4. Tests as adequacy witnesses

The test suite at tests/test_resolution_lenses.py and tests/test_program_theory.py asserts the following propositions, each a special case of the adequacy theorem.

Test file Assertion
test_resolution_lenses.py \(\mathrm{forward}(\tau) = \llbracket \tau \rrbracket\) and \(\mathrm{forward}(\sigma) = \llbracket \sigma \rrbracket\) on every example program.
test_resolution_lenses.py GetPut and PutGet laws hold on every example.
test_resolution_lenses.py The lens-driven resolution agrees with the legacy compiler dispatch on every example.
test_program_theory.py \(\mathcal{S}(M)\) validates against \(\mathsf{QVR}\) on every example.
test_program_theory.py \(\mathcal{S}(M_1) \neq \mathcal{S}(M_2)\) when \(M_1, M_2\) differ in declarations.
test_program_theory.py Idempotence: \(\mathcal{S}(M)\) recomputed twice yields equal schemas.
test_model_roundtrips.py Every dx.Model instance round-trips through model_dump_json / model_validate_json.

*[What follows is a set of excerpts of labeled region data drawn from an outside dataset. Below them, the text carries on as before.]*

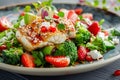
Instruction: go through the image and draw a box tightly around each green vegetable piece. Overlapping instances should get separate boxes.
[54,40,78,64]
[24,13,37,24]
[57,23,65,30]
[75,27,91,46]
[104,41,115,49]
[2,48,23,65]
[43,46,55,55]
[58,12,65,17]
[24,6,31,12]
[31,51,45,67]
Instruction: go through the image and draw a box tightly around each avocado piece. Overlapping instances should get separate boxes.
[24,12,37,25]
[43,46,55,55]
[104,41,115,49]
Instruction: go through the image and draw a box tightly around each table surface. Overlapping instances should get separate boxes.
[0,0,120,80]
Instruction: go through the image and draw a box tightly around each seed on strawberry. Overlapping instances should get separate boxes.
[85,55,93,62]
[45,56,70,67]
[113,69,120,76]
[53,14,59,19]
[49,26,56,32]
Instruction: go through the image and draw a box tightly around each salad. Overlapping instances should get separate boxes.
[0,0,120,68]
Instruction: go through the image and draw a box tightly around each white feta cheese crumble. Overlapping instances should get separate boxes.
[97,32,108,40]
[112,37,120,44]
[88,50,103,59]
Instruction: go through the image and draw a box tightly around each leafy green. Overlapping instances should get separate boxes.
[54,40,78,64]
[2,47,23,65]
[57,23,65,30]
[58,12,65,17]
[31,51,45,67]
[75,27,91,45]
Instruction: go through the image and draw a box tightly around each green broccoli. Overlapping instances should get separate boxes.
[31,51,45,67]
[75,27,91,46]
[86,37,106,53]
[2,48,23,65]
[54,40,78,64]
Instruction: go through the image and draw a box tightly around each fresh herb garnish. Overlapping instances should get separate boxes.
[58,12,65,17]
[57,23,65,30]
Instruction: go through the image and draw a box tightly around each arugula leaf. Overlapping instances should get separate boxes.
[99,19,105,25]
[24,6,31,12]
[57,23,65,30]
[41,0,53,6]
[32,51,45,66]
[58,12,65,17]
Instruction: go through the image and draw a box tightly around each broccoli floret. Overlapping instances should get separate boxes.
[86,37,106,53]
[31,51,45,67]
[75,27,91,46]
[2,48,23,65]
[54,40,78,64]
[0,29,20,48]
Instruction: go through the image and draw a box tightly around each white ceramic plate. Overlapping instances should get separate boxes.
[0,0,120,76]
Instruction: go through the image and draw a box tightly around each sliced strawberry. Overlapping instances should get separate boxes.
[82,13,93,20]
[103,30,109,36]
[41,26,48,33]
[78,46,87,61]
[49,26,56,32]
[45,56,70,67]
[21,53,35,68]
[88,21,101,36]
[67,10,78,24]
[85,55,93,62]
[74,8,83,15]
[0,45,7,51]
[0,17,11,32]
[53,14,59,19]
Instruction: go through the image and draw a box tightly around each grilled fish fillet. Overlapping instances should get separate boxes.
[16,19,67,51]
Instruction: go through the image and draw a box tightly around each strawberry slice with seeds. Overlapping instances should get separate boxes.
[78,46,87,61]
[45,56,70,67]
[21,53,35,68]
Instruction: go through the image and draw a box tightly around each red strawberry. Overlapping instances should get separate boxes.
[67,10,78,23]
[49,26,56,32]
[103,30,109,36]
[0,45,7,51]
[113,70,120,76]
[41,26,48,33]
[88,21,101,36]
[0,17,11,32]
[78,46,87,61]
[82,13,93,20]
[74,8,83,15]
[21,53,35,68]
[85,55,93,62]
[45,56,70,67]
[53,14,59,19]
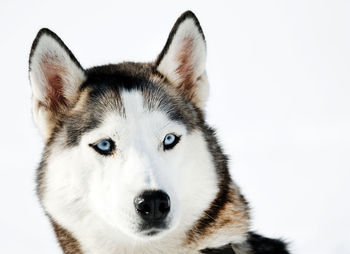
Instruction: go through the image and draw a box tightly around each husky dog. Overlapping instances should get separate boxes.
[29,11,288,254]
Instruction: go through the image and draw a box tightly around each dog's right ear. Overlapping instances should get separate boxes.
[29,28,85,140]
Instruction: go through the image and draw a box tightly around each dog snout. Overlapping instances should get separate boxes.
[134,190,170,224]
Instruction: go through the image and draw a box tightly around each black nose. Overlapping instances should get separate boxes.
[134,190,170,222]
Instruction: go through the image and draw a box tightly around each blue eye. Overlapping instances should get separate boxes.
[90,139,115,155]
[163,133,180,150]
[97,140,111,151]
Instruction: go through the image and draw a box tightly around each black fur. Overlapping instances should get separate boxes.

The tests are not a substitute for a fully formal proof, but they constitute a finite set of adequacy witnesses across the language's surface syntax, verified on every commit.

5. Limitations

The adequacy theorem holds up to floating-point precision and modulo the chosen Monte-Carlo seeds for sampled compositions in \(\mathbf{Kern}\). The semantic equality is between kernels (probability distributions); the implementation realises samples and gradient estimates of those kernels, with an error that decays with the number of Monte-Carlo samples and is irrelevant in the limit.

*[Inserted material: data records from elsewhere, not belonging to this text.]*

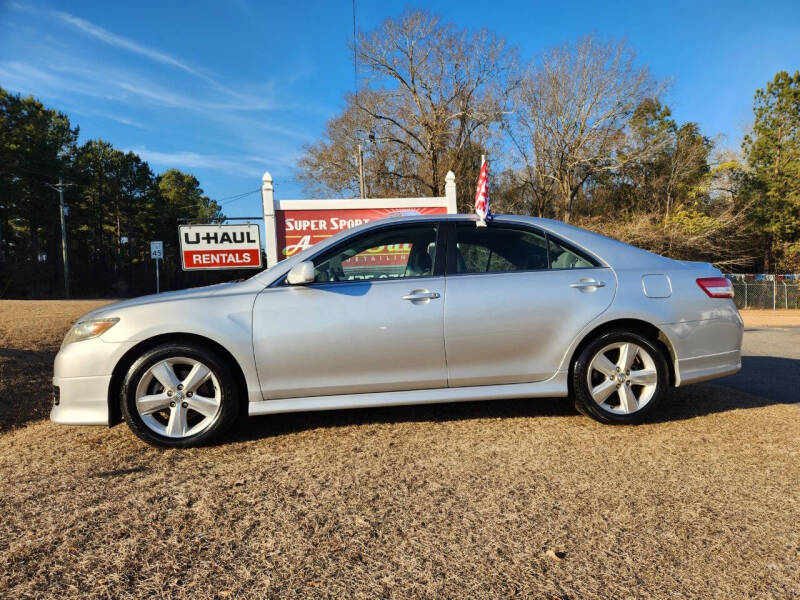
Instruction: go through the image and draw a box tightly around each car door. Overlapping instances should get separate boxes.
[253,221,447,399]
[445,222,616,387]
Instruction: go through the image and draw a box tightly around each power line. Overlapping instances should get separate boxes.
[353,0,358,98]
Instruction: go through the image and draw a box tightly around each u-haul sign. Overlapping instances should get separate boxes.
[178,225,261,271]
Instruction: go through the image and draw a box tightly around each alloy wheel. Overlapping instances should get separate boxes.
[586,342,658,415]
[136,357,222,438]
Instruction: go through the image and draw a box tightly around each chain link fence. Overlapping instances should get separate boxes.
[733,279,800,310]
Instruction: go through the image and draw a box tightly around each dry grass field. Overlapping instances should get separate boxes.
[0,301,800,600]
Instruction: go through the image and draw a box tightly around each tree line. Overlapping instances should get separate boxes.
[299,10,800,272]
[0,10,800,297]
[0,88,260,297]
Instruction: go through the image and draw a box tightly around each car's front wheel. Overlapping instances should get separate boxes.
[120,343,239,448]
[571,331,669,424]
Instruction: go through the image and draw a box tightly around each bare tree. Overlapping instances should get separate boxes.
[512,36,663,222]
[300,11,517,202]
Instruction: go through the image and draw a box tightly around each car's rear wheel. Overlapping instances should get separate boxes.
[571,331,669,424]
[120,344,239,448]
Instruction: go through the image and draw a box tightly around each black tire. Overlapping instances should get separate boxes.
[570,330,669,425]
[120,343,242,448]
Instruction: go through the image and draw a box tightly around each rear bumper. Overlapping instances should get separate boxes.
[661,308,744,385]
[678,350,742,385]
[50,375,111,425]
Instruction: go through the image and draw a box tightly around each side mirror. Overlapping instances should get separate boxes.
[286,260,314,285]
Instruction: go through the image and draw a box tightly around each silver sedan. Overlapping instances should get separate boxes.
[51,215,742,447]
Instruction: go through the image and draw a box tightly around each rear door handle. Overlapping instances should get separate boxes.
[569,279,606,290]
[403,290,440,302]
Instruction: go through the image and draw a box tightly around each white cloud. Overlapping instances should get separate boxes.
[126,148,267,178]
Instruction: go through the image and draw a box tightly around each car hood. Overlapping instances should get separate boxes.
[78,279,264,321]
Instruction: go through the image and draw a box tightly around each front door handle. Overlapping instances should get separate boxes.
[569,279,606,290]
[403,290,440,302]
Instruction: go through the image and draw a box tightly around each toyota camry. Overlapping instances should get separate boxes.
[51,215,742,447]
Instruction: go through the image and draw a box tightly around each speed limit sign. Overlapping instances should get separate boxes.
[150,242,164,259]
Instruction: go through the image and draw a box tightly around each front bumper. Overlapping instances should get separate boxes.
[50,337,135,425]
[50,375,111,425]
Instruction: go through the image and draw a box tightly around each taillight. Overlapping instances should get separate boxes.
[697,277,733,298]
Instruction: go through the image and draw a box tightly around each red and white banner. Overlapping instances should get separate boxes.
[178,225,261,271]
[475,161,491,225]
[275,206,447,264]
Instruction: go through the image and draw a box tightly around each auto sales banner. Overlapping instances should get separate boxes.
[275,206,447,262]
[178,225,261,271]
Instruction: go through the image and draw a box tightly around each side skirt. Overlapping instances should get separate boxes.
[248,371,568,416]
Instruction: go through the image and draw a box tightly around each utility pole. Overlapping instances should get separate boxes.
[45,177,74,298]
[358,144,367,200]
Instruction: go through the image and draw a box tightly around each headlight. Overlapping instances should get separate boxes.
[61,318,119,348]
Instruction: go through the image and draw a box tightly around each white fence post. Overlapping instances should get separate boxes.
[772,275,778,311]
[444,171,458,215]
[261,171,278,268]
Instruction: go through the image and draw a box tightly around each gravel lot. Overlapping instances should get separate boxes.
[0,301,800,600]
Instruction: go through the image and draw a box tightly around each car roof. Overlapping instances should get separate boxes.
[255,213,683,280]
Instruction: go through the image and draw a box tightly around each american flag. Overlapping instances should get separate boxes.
[475,161,492,227]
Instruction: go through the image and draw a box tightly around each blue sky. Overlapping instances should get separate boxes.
[0,0,800,216]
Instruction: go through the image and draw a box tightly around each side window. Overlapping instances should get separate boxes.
[314,223,437,282]
[549,238,597,269]
[455,223,547,273]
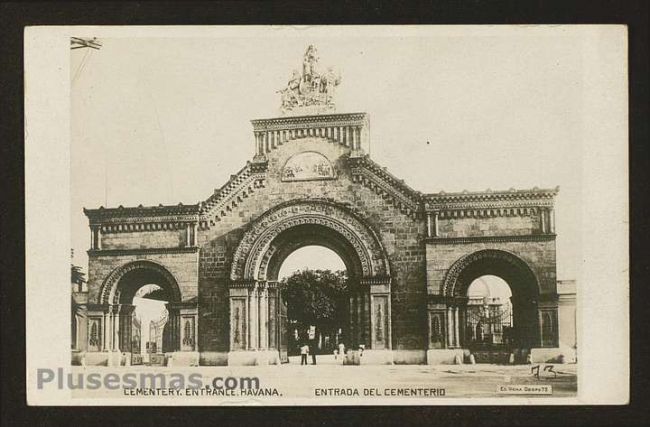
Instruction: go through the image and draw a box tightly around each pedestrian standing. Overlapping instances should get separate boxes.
[300,343,309,366]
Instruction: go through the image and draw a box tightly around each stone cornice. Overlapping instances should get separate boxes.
[199,161,268,229]
[251,113,367,132]
[423,187,559,212]
[348,155,421,216]
[86,246,199,258]
[425,234,556,245]
[84,203,199,225]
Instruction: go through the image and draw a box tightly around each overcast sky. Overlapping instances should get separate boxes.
[70,27,584,279]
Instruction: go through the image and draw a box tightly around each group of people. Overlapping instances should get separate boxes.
[300,340,365,365]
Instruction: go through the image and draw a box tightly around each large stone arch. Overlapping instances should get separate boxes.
[230,200,390,281]
[89,260,197,363]
[438,249,557,351]
[229,199,391,364]
[443,249,540,297]
[99,260,182,304]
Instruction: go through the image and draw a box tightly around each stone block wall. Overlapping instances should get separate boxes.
[198,137,426,351]
[426,238,556,295]
[88,251,198,304]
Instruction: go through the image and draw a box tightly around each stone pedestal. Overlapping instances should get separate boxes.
[530,347,576,363]
[228,350,280,366]
[360,350,393,365]
[167,351,199,367]
[427,348,465,365]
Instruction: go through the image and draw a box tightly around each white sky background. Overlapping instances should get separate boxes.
[71,32,585,279]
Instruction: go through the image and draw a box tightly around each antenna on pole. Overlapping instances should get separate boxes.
[70,37,108,206]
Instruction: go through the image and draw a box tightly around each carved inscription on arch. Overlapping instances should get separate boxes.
[231,201,388,280]
[443,249,537,296]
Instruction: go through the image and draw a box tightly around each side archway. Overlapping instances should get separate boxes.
[89,260,186,360]
[99,260,181,304]
[230,200,391,359]
[443,249,556,351]
[230,200,390,281]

The four tensor-bearing accumulators (Presheaf, Weight, SampleSite, Trace) carry mutable runtime state and are not part of the value layer; the adequacy theorem does not assign them denotations. They are scratch space for inference algorithms; their semantics is given operationally by the inference layer and is outside the scope of this document.